Dalam beberapa hari terakhir, hujan masih kerap turun di wilayah Jabodetabek, khususnya pada sore hingga malam hari. Padahal seharusnya, sesuai dengan perkirakaan BMKG, cuaca di Indonesia sudah masuk musim kemarau.
Pada awal Maret 2023, BMKG memprediksi musim kemarau tahun ini akan datang lebih awal. Sejumlah wilayah seperti Bali, NTB, NTT dan Jawa Timur akan mengalami kemarau pada April. Sedangkan wilayah Jabodetabek dan Sumatera Selatan, musim kemarau datang pada Juni.
Tidak hanya itu, BMKG juga memperkirakan musim kemarau tahun ini lebih kering dan lebih panjang durasinya. Oleh karena itu BMKG mengingatkan kementerian/lembaga dan pemerintah daerah untuk lebih siap serta antisipatif terhadap hal ini.

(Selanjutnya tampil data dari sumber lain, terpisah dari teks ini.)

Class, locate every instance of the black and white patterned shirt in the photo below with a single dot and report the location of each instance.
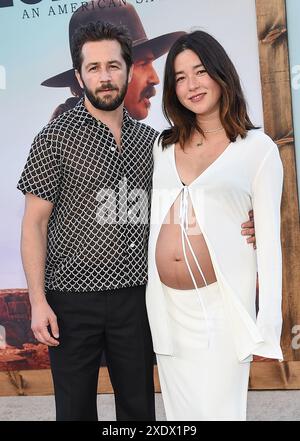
(99, 226)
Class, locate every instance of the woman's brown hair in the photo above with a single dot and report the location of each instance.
(233, 108)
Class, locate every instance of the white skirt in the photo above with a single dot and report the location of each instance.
(203, 379)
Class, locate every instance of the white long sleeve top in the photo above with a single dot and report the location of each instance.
(247, 175)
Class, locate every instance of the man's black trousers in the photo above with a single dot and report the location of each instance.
(89, 323)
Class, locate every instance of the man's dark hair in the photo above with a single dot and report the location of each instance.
(100, 31)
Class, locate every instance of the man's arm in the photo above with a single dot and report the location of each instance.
(33, 251)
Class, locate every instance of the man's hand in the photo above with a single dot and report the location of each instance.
(42, 317)
(249, 230)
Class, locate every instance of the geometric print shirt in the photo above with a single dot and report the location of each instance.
(99, 226)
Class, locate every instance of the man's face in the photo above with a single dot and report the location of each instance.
(141, 87)
(103, 75)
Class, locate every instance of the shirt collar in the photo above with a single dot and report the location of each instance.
(85, 117)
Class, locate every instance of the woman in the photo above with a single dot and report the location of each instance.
(210, 168)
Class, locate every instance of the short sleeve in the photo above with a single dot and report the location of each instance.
(267, 192)
(42, 171)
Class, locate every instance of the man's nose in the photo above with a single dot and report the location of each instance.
(104, 76)
(153, 77)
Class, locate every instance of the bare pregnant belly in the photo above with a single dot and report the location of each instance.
(170, 261)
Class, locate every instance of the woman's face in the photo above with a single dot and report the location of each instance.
(195, 89)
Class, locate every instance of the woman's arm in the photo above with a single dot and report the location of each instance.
(266, 198)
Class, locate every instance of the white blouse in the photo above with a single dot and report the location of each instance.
(248, 174)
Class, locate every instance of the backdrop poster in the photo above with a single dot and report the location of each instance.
(34, 37)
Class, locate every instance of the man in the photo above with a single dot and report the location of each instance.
(84, 242)
(145, 51)
(95, 269)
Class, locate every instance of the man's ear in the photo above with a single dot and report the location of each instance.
(130, 73)
(78, 76)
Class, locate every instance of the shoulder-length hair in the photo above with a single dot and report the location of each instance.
(233, 108)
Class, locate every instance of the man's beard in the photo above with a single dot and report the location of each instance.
(107, 104)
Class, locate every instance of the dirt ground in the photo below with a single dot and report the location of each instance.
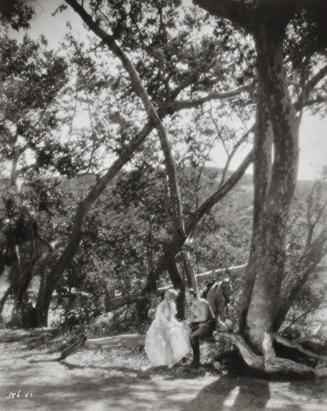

Hal yang mendasari kemarau akan lebih kering dan lebih panjang ini dikarenakan semakin menguatnya intensitas El Nino dan Indian Ocean Dipole. Dua fenomena ini terjadi bersamaan seperti pada 2019.
Dampak adanya El Nino adalah adanya bencana kekeringan, curah hujan yang minim, dan karena kondisi sangat kering, berpotensi munculnya penyakit dan hama.
Namun apa yang terjadi akhir-akhir ini berbeda dengan perkiraan BMKG. Hujan diketahui masih turun di sejumlah wilayah Indonesia.
Menurut ahli dari Badan Riset dan Inovasi Nasional (BRIN), kondisi yang terjadi pada saat ini adalah kemarau basah. Kondisi ini dipengaruhi oleh faktor angin monsun timur dan siklon tropis.
Sedangkan menurut BMKG, turunnya hujan pada saat musim kemarau adalah merupakan fenomena harian yang bisa memicu cuaca ekstrem yang berujung pada bencana hidrometeorologi. Salah satu penyebab terjadinya anomali cuaca ini karena El Nino dan fenomena iklim global lainnya yang belum signifikan.
Selain itu adanya fenomena atmosfer Madden Julian Oscilation (MJO) juga berperan. Fenomena ini terpantau ada di Samudera Hindia dan tidak berkontribusi terhadap proses pembentukan awan hujan di wilayah Indonesia.